Alors Madame Bovary, il y a beaucoup de choses à dire dessus mais rien qui n’ait déjà été dit mille fois. Roman sur l’ennui qui réussit bien son coup (parce que ouais, faut quand même s’accrocher pour pas piquer du nez face à la langueur du truc).
Emma, l’héroïne, n’a pas trop les pieds sur terre. Elle rêve beaucoup à une vie meilleure, se fait embobiner assez facilement parce que c’est pas une flèche (ne pas être fute-fute est bien le seul point commun qu’elle partage avec son mari, Charles, qui n’a pas inventé l’eau chaude ni l’eau tiède, et même l’eau froide, on se demande si elle serait à portée du bon docteur Charlie). Mal mariée, elle couche à droite à gauche, ou plutôt à droite à droite, en allant voir du côté des notables et aristocrates. Elle s’emmerde bien comme il faut dans sa vie pourrie, pas emballée par les devoirs d’épouse et de mère que lui impose la société de son temps. Autant dire que, par son biais, Flaubert se lâche à fond les ballons sur la critique sociale, entre la noblesse survivante d’Ancien Régime qui a un train de retard, la bourgeoisie de province pétrifiée dans ses codes, la religion hypocrite, mercantile et vérolée, l’institution du mariage – souvent arrangé pour des raisons d’ascension sociale – génératrice de frustrations, surtout chez les femmes cantonnées au rôle pas très palpitant de bobonne…

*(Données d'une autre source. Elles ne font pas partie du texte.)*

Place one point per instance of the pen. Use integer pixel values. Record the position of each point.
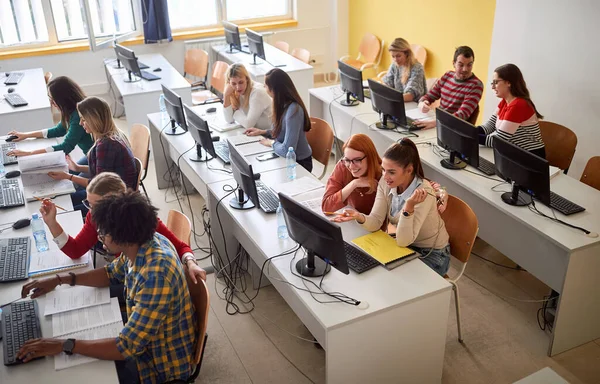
(57, 206)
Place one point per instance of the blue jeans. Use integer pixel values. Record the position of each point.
(436, 259)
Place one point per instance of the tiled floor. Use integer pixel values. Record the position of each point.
(503, 342)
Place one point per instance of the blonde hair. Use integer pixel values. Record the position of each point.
(98, 116)
(238, 70)
(401, 45)
(106, 183)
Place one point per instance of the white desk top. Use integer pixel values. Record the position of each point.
(169, 76)
(380, 288)
(42, 370)
(32, 88)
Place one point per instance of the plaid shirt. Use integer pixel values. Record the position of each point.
(112, 154)
(160, 333)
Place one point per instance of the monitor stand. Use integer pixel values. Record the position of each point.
(312, 266)
(453, 162)
(516, 197)
(241, 201)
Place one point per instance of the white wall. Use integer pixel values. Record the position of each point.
(555, 44)
(316, 20)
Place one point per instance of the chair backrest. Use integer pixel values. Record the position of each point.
(560, 144)
(462, 226)
(301, 54)
(282, 46)
(180, 225)
(217, 80)
(420, 53)
(139, 137)
(591, 173)
(320, 137)
(195, 63)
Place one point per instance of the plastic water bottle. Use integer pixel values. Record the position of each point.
(39, 233)
(281, 226)
(290, 160)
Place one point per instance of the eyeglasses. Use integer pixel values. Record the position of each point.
(356, 161)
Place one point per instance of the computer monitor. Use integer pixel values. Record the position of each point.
(174, 107)
(459, 137)
(389, 102)
(198, 128)
(232, 36)
(247, 196)
(351, 83)
(319, 236)
(527, 172)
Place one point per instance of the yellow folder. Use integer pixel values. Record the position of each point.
(382, 247)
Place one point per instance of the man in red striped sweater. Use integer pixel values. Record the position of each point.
(459, 91)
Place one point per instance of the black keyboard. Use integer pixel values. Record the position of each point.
(268, 200)
(486, 167)
(222, 151)
(7, 147)
(15, 100)
(20, 322)
(10, 194)
(564, 206)
(13, 78)
(14, 258)
(357, 260)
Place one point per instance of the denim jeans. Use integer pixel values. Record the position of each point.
(436, 259)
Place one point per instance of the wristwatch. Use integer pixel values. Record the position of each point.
(68, 346)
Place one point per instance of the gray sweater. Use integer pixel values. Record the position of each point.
(292, 134)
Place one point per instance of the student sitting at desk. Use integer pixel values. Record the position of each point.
(406, 74)
(516, 118)
(64, 94)
(110, 153)
(459, 91)
(245, 101)
(157, 343)
(108, 183)
(406, 199)
(290, 119)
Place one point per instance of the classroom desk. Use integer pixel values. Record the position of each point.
(563, 258)
(36, 114)
(141, 98)
(397, 334)
(302, 74)
(42, 370)
(196, 175)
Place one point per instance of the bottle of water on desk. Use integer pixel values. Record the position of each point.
(39, 233)
(290, 160)
(281, 226)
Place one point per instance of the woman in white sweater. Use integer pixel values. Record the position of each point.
(245, 101)
(405, 198)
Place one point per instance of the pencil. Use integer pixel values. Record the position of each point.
(57, 206)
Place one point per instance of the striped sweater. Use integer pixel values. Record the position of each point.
(515, 122)
(458, 97)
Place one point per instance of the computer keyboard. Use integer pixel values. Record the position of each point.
(15, 100)
(14, 258)
(486, 166)
(357, 260)
(268, 200)
(222, 151)
(20, 322)
(11, 194)
(13, 78)
(7, 147)
(564, 206)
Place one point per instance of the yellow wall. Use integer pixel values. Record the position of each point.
(439, 25)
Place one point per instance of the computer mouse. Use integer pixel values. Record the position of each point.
(21, 223)
(11, 174)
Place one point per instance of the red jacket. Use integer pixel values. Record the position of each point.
(88, 236)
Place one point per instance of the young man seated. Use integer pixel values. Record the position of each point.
(157, 342)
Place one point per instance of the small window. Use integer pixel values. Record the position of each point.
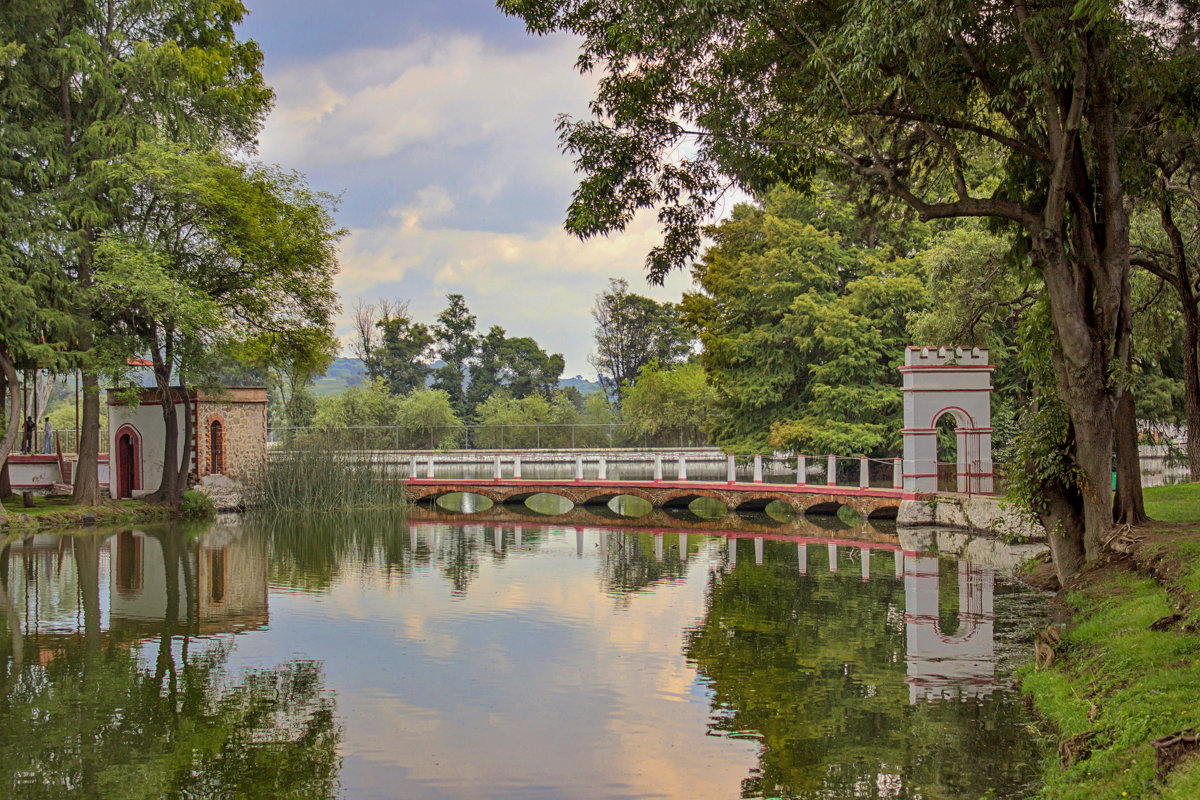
(216, 447)
(216, 576)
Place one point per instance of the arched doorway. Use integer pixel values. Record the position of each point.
(216, 447)
(129, 461)
(939, 385)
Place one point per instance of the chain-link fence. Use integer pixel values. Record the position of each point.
(581, 435)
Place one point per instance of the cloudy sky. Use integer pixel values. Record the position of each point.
(435, 121)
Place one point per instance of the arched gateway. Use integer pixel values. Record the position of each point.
(939, 382)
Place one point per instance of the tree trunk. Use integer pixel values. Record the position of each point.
(87, 480)
(1093, 455)
(13, 422)
(1127, 505)
(168, 491)
(1065, 533)
(1192, 379)
(185, 462)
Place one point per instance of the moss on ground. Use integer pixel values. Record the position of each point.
(1128, 668)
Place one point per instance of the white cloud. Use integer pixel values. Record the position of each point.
(462, 136)
(443, 92)
(540, 284)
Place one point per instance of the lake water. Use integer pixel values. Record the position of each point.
(513, 657)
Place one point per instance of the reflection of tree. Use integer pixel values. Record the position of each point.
(813, 667)
(311, 551)
(91, 719)
(629, 563)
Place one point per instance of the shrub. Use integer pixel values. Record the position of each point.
(196, 505)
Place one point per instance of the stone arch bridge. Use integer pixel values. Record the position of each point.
(868, 501)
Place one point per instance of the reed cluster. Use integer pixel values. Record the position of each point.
(310, 475)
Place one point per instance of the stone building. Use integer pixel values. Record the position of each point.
(229, 437)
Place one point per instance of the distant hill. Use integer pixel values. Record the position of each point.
(347, 372)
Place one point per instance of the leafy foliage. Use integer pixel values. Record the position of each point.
(803, 314)
(630, 332)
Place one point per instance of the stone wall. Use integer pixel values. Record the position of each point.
(243, 417)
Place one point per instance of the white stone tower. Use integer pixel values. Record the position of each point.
(939, 382)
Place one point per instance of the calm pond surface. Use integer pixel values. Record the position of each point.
(513, 657)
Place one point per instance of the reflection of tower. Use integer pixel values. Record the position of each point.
(943, 666)
(229, 582)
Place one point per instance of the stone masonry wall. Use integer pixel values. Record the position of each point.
(243, 419)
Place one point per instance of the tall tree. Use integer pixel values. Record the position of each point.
(903, 97)
(803, 314)
(295, 358)
(213, 251)
(516, 365)
(99, 77)
(402, 356)
(365, 335)
(455, 331)
(630, 332)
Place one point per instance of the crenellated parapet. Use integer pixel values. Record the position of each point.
(940, 382)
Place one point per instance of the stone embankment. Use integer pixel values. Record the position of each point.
(981, 512)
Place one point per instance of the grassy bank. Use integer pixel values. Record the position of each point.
(59, 513)
(1127, 671)
(312, 476)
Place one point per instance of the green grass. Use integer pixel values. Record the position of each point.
(1180, 503)
(46, 506)
(1120, 680)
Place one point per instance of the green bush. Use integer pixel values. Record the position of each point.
(197, 505)
(311, 476)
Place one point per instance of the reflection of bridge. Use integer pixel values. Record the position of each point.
(868, 501)
(940, 666)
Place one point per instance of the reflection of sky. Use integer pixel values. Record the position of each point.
(435, 120)
(533, 684)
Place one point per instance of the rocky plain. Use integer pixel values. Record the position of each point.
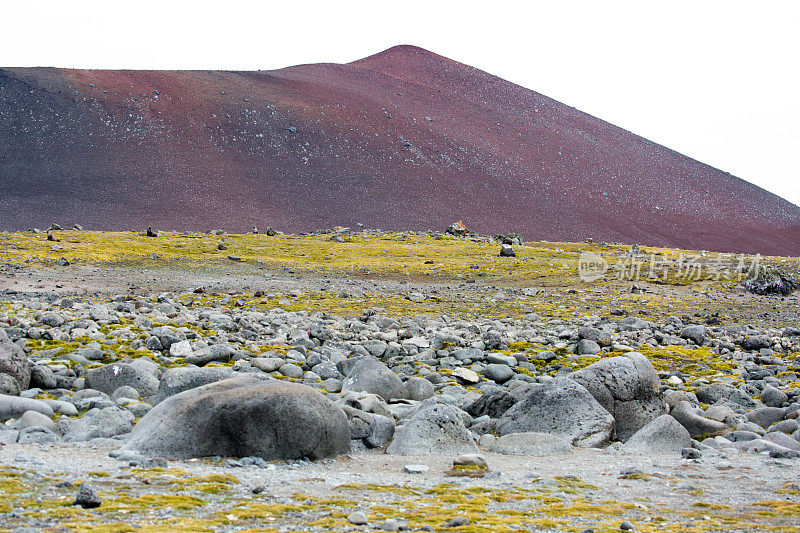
(362, 381)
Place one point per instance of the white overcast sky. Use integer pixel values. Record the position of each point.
(716, 80)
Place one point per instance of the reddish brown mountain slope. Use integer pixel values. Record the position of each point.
(405, 139)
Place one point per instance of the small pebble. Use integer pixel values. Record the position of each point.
(415, 469)
(458, 521)
(87, 497)
(358, 518)
(390, 524)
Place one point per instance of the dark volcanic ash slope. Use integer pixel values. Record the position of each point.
(405, 139)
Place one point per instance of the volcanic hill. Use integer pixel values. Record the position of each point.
(405, 139)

Outre la critique acerbe et impitoyable, Madame Bovary présente un intérêt pour l’historien, celui d’être un signe des temps. Qui changent. Pas beaucoup, pas vite, pas de façon flagrante. Mais qui changent quand même.
Tout du long, Emma piétine chacun des codes associés à son genre.
Alors, on n’est pas encore à une Emma en pantalon, qui vote et qui travaille. Même en 2023, il reste des endroits dans le monde où on n’est pas là, autant dire qu’en 1857, quand Flaubert sort son bouquin, on en est loin. Dans le cas de la France, pays des loupiotes plus que des lumières, faudra encore attendre un petit siècle (1945) pour que les femmes soient reconnues comme assez douées de raison pour pouvoir voter.
Les femmes avaient participé activement aux premiers temps de la Révolution française, rêvant comme Emma à des choses un peu folles, genre l’égalité, la liberté, des droits civiques, des trucs impensables pour l’époque (en tout cas pour les hommes de l’époque). Revendications qui leur avaient valu de se faire évacuer vite fait bien fait du mouvement révolutionnaire (qui n’a jamais eu de toute façon vocation à mettre en place une démocratie, encore moins avec des meufs dedans). La société bourgeoise du XIXe siècle aura beau s’évertuer à poser tous les carcans possibles et imaginables, jusque dans l’habillement qui voit se multiplier jupons et couches de fringues, l’impulsion est donnée, inarrêtable. On peut stopper les gens, pas les idées, qui font leur chemin sur le temps long de l’Histoire.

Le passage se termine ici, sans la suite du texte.